En septembre 1911, le ton monte entre Italiens et Turcs. Rome accuse les troupes Ottomanes stationnées en Libye d’armer des tribus indigènes nomades, en vue de menacer les intérêts économiques italiens de Cyrénaïque. Il vrai que le Sultan turc voit d’un assez mauvaise œil la montée en puissance de l’Italie en Libye. Rome émet un ultimatum clair : Soit l’Empire Ottoman accepte l’occupation du pays par les troupes transalpines, soit les hostilités débuteront. Face au silence turque, l’Italie déclare la guerre à un adversaire déjà empêtré dans des luttes intestines.
Le 01 octobre 1911, l’imposante flotte de guerre italienne, sous les ordres de l’Amiral Farafelli, fait son apparition au large de Tripoli, capitale de la province Ottomane. En position de force, Farafelli et le consul italien en Libye, Gali, exigent au nom de l’Italie, la reddition sans conditions de Tripoli et le départ des troupes Ottomanes en garnison dans le pays. Les Turcs, désappointés, quittent le bâtiment de ligne de l’amiral, prétextant d’un délai de réflexion afin de gagner du temps. Mais, le lendemain , Farafelli prend l’initiative de forcer la décision des Ottomans et ordonne de procéder au bombardement côtier des forts de Tripoli. Une pluie d’obus de tous calibres tombent sur les défenses, mais aussi les quartiers d’habitation du port libyen. Le 05 octobre l’amiral italien fait débarquer ses bataillons d’infanterie et de fusiliers marins, sous la couverture des canons de la marine. La résistance turque est symbolique voire inexistante. Tripoli tombe en moins de 12 heures…
Dans les semaines et les mois qui suivent, Les Italiens concentrent leurs principales attaques sur les villes côtières et les ports du pays. 35.000 soldats débarquent. Il s’agit d’une armée moderne, bien équipée, encadrée et entraînée. L’état-major turc le sait. Il ne peut rien faire avec ses 5.000 soldats et ses unités organisées selon un système quasi féodal. Jouant au chat et à la souris, les Turcs se replient à l’intérieur des terres. Des officiers Ottomans dont Mustapha Kemal, futur Atatürk, organisent un embryon de résistance avec des tribus libyennes. Parallèlement, la situation turque dans les Balkans se dégrade rapidement et contraint le Sultan à faire la paix avec l’Italie, d’autant que la ville portuaire de Benghazi vient de tomber aux mains ennemies. Rome innove même dans l’art de la guerre et met en place une flottille d’avions basée en Libye. Un pilote Gaffoti prend l’excentrique habitude de jeter des bombes et des grenades sur les soldats ennemis. Le concept du bombardier vient de naître ! Les deux belligérants signent donc un traité de paix en octobre 1912, à Lausanne, en Suisse. La Libye est désormais terre italienne par annexion. Mais, le Sultan Turc, en leader religieux musulman, rappelle aux Libyens les lois de la Sharia et les invite à embrasser la Djihad dès 1912 ! Celle-ci est proclamée, les infidèles Italiens ne doivent pas s’emparer d’une terre musulmane.

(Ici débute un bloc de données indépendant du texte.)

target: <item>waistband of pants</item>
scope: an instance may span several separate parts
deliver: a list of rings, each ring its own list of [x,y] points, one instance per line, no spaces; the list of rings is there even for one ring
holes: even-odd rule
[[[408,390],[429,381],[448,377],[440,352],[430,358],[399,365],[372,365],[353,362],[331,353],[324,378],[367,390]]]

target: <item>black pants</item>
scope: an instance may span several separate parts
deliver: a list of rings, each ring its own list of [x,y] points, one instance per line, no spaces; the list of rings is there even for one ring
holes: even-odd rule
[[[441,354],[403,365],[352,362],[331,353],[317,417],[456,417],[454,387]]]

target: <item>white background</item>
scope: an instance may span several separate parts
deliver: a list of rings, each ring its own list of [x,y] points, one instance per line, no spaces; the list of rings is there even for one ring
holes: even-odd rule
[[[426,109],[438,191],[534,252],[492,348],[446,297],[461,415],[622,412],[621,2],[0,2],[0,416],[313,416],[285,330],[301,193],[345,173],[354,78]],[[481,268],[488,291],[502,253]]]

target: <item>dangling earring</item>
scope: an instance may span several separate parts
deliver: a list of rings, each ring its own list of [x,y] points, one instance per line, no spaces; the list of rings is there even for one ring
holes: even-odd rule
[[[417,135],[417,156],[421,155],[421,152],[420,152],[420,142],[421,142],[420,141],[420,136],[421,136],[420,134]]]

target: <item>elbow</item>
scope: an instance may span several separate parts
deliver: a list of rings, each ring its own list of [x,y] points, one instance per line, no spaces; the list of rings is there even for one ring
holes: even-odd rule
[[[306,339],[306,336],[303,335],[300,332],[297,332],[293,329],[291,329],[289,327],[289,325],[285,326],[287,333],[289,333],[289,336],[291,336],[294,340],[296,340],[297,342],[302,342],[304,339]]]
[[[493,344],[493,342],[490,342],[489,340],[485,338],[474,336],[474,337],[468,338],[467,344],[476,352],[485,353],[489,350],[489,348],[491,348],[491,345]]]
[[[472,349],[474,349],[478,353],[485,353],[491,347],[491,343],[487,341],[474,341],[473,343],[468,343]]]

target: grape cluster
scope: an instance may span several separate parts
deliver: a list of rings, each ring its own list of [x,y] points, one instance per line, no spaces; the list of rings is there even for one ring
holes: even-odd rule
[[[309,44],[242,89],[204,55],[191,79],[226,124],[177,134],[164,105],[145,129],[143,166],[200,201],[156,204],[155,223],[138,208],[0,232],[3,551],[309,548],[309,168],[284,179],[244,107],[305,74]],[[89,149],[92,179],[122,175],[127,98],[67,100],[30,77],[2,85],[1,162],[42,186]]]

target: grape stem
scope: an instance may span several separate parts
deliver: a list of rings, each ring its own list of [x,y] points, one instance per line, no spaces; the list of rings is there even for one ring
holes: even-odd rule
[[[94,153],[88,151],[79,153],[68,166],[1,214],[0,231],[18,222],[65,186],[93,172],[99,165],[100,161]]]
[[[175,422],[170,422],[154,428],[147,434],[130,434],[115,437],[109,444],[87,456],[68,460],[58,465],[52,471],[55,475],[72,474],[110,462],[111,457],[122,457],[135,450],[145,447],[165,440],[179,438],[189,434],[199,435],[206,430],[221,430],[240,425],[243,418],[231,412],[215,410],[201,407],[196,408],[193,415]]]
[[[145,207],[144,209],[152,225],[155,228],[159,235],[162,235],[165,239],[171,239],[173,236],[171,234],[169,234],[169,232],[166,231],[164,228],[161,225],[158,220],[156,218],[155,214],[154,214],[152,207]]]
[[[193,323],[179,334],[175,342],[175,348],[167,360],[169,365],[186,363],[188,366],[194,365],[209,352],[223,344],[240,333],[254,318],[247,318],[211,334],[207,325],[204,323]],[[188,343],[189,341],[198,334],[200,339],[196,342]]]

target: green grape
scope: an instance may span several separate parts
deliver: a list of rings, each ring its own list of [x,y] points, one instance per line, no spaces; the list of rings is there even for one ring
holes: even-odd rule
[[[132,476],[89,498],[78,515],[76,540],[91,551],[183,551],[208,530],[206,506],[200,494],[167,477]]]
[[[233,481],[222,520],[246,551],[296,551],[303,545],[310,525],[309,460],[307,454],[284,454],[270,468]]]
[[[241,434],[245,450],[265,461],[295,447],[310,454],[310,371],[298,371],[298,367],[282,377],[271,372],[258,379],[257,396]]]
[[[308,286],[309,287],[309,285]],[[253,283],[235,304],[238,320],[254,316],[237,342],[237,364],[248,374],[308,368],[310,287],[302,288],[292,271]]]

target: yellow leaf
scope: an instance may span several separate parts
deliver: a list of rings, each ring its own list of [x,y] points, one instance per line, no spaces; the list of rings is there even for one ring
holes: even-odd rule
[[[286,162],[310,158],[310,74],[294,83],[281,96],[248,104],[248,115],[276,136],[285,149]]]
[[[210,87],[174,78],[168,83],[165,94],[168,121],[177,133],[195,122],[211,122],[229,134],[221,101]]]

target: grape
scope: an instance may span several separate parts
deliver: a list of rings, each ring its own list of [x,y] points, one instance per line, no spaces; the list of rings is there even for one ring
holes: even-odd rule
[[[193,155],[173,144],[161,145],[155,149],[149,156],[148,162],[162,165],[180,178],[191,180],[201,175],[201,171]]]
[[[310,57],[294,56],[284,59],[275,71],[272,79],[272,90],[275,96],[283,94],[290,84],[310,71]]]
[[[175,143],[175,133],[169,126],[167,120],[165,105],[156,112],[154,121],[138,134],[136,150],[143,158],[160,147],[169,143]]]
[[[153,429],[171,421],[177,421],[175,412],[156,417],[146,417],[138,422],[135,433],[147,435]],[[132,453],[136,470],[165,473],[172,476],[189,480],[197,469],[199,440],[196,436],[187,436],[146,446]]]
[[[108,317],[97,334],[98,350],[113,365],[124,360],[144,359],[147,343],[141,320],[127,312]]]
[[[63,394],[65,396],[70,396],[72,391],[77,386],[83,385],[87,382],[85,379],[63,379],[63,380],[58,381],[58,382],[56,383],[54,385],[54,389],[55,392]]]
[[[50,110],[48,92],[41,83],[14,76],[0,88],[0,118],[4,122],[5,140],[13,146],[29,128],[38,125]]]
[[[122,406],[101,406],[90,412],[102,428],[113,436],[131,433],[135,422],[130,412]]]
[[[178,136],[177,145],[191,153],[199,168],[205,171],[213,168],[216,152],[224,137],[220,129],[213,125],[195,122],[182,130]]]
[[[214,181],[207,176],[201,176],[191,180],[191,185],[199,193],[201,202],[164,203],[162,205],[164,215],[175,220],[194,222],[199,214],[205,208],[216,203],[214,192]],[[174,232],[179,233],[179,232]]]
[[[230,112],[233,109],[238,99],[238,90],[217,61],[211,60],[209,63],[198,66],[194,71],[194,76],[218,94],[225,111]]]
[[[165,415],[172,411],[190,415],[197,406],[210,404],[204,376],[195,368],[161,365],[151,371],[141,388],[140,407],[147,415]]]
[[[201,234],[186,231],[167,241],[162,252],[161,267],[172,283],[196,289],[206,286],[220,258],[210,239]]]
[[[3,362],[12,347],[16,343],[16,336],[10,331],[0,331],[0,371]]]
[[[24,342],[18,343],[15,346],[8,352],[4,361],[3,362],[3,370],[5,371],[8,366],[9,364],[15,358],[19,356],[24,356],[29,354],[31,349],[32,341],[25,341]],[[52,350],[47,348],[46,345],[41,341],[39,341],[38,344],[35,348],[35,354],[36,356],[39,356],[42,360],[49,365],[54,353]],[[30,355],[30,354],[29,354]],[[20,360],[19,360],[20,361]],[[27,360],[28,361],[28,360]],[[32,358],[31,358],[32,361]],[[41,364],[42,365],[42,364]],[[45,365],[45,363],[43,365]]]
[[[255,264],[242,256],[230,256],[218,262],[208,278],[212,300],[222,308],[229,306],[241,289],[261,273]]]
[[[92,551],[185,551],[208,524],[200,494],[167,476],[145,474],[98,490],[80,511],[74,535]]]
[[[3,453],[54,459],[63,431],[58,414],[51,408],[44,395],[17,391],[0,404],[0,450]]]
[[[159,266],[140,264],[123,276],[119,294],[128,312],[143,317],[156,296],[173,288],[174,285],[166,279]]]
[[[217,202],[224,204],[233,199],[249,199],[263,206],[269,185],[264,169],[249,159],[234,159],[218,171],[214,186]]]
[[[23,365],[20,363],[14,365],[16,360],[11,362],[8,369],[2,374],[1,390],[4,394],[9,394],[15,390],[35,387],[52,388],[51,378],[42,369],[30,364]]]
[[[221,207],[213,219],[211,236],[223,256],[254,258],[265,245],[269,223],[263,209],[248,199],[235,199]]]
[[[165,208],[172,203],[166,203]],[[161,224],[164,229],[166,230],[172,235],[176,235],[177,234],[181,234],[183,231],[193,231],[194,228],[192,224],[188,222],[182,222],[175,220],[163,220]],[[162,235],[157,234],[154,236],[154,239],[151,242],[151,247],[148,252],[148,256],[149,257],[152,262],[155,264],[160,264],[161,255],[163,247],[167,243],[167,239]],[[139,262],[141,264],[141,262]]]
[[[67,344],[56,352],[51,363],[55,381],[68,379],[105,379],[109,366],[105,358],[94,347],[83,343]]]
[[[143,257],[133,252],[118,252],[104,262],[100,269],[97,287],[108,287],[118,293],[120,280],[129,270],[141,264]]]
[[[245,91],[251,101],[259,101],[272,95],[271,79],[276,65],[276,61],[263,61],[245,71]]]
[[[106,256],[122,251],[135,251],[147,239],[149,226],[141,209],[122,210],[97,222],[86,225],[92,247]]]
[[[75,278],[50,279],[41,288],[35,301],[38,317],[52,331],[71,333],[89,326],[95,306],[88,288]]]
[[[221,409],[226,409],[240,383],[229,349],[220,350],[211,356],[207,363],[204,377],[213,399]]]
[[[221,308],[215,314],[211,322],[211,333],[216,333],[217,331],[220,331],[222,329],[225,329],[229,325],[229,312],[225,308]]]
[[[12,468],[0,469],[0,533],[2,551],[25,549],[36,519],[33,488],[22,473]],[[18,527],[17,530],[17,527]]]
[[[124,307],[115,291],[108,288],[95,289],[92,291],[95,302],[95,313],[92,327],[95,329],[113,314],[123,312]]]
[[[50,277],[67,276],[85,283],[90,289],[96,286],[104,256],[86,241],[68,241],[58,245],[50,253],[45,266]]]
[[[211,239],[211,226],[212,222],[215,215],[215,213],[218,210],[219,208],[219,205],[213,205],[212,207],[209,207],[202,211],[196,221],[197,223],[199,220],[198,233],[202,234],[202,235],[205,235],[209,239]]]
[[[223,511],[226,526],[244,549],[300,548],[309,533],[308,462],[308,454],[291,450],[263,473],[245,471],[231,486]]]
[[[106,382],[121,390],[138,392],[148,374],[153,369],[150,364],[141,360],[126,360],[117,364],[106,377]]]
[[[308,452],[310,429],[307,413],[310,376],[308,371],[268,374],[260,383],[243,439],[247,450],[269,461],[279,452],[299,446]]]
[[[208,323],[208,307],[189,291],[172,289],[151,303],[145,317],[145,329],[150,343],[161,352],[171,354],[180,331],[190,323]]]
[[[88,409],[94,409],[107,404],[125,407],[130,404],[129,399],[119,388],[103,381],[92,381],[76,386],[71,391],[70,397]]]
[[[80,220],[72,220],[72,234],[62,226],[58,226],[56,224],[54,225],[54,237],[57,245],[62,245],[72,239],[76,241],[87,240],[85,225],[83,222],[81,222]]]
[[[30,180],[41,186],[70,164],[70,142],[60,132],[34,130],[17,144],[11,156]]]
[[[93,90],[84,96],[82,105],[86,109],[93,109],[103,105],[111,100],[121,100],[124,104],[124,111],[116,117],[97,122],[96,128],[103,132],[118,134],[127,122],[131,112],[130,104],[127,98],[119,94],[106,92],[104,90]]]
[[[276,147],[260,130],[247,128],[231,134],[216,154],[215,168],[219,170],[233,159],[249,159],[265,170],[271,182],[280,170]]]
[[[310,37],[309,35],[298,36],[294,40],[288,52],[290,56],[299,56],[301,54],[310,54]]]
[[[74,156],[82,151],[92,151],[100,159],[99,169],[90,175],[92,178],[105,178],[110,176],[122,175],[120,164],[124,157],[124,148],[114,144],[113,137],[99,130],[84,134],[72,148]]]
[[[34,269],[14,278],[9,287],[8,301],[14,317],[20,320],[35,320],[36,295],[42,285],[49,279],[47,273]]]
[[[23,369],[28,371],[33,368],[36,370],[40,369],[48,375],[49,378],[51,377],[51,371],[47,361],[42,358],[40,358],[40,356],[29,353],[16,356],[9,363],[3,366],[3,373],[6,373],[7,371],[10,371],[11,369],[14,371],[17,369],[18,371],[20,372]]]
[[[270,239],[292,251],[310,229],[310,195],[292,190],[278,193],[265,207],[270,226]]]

Sur le terrain, les Turcs partis, les Libyens résistent aux envahisseurs avec les quelques armes légères dont ils disposent. En 1914, malgré une occupation des points clefs du pays, les Italiens ne sont toujours pas complètement maîtres du pays. Une frange de la population masculine s’est retirée dans les montagnes afin d’y poursuivre la lutte. Ces maquisards ont déclaré la guerre sainte, la Djihad. Mourir au combat assure au guerrier une place au paradis d’Allah ! régulièrement ces hommes organisent des « coups » contre les postes avancés italiens ou les unités isolées. L’un des leaders de cette Djihad, est Omar Al-Moktar, devenu depuis le symbole de la résistance libyenne. En leader, il organise le combat. Alors qu’à la fin de la Première Guerre Mondiale, Rome pense enfin en avoir fini avec les Libyens, de nouvelles opérations de guérilla sont menées par Omar Al-Moktar et ses lieutenants, Ramadan As-Swaihli et Mohammed Farhat Az-Zawi. Pour Rome s’en est trop, la colonisation doit être rapide !
Les autorités italiennes et le Comando Supremo (NDLW : Grand Quartier Général de l’armée italienne) réagissent en envoyant en Libye le général Badolio accompagné de renforts importants. La mission de Badolio consiste en l’anéantissement de toute résistance armée ou civile dans le pays. Il a carte blanche quant aux mesures mises en œuvre pour parvenir à ses fins. Badolio prend l’initiative sur deux fronts : Il engage des unités dans les montagnes à la recherche des maquisards de Al-Moktar et multiplie les arrestations dans les milieux intellectuels Libyens. Des centaines de civils soupçonnés d’être des sympathisants de la cause des résistants, sont fusillés ou pendus.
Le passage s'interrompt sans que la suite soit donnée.